Grief Work, alumna showcases personal work at upcoming Nuit Blanche
The journey through grief is hard, personal and unpredictable. When Susan P. Gibson’s husband Randy unexpectedly passed away, the last thing on her mind was continuing her practice as an artist.
Following the funeral, Gibson, an alumna of UM’s School of Art [BFA/95], was inundated with flowers and food. Bereaving and overwhelmed, most of the casseroles, soups, breads and pastries sat, unconsumed, in her fridge and on her dining room table — and began to spoil.
Notwithstanding her emotional pain, she became aware of the visual transformations that were taking place, and began photographing the uneaten food and dying blossoms. Within weeks of her husband’s death, she found a way to breathe again, a way to hold on and survive.
Grief Work
Photographs by Susan P. Gibson
Curated by Diana Thorneycroft
Adelaide McDermot Gallery
318 McDermot Avenue, Winnipeg, MB
Opening: Friday, Sept. 27, 7 – 10 p.m.
Nuit Blanche: Saturday, Sept. 28, 6 p.m. – 12 a.m.
Sunday, Sept. 29, 12 – 5 p.m.
Grief Work, which opens at the Adelaide McDermot Gallery on Sept. 27 during this year’s Nuit Blanche, is the visual illumination of Gibson’s seven year lived experience of healing through grief; her lens capturing the shifting colours and textures of dying flowers and rotting food. The exhibit is curated by Diana Thorneycroft [BFA(Hons.)/79], Gibson’s former UM art instructor, mentor and friend.
The exhibition is Gibson’s first lens based solo show and features over 20 digital photographs. Due to the universal experience of grief and the remarkable quality of her work, Gibson was awarded visual artist grants from the Canada Council for the Arts, the Manitoba Arts Council and the Winnipeg Arts Council.
Grief Work embodies several underlying beliefs; that everything is connected, that out of death comes new growth and that even in the darkest of human experience there exists an undeniable beauty in reality. Amid sorrow it is those slivers of beauty and nuggets of joy that sustain us.
The following text is from Gibson’s grant application:
“In 2011 the death of my artist husband after 37 years of marriage, along with the abrupt end of our shared business and having to sell our home left me shocked and scattered. Broken in body and mind, without vision or hope I was at risk of death from suicide. Love, art, therapy, nurturing and nourishment were my salvation and impetus for this body of work.
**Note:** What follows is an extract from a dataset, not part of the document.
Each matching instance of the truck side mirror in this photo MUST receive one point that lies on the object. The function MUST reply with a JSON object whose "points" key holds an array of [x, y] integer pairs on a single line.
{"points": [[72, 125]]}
Between Randy’s death, funeral and wake gifts of food were delivered. So much and so often I lost track of arrivals. Unable to keep up, for safety I could not always eat the gifts so I decided to capture them in photographs as a way of honouring the food itself and the maker’s love.
I kept funeral dainties for over a year in the freezer only to photograph and discard them when selling my home. The intentional subject of food honours the cultural and religious association of food and death. It touches on universal needs. Complicated and messy personal, familial and national decisions and actions around food are ongoing and ever changing.”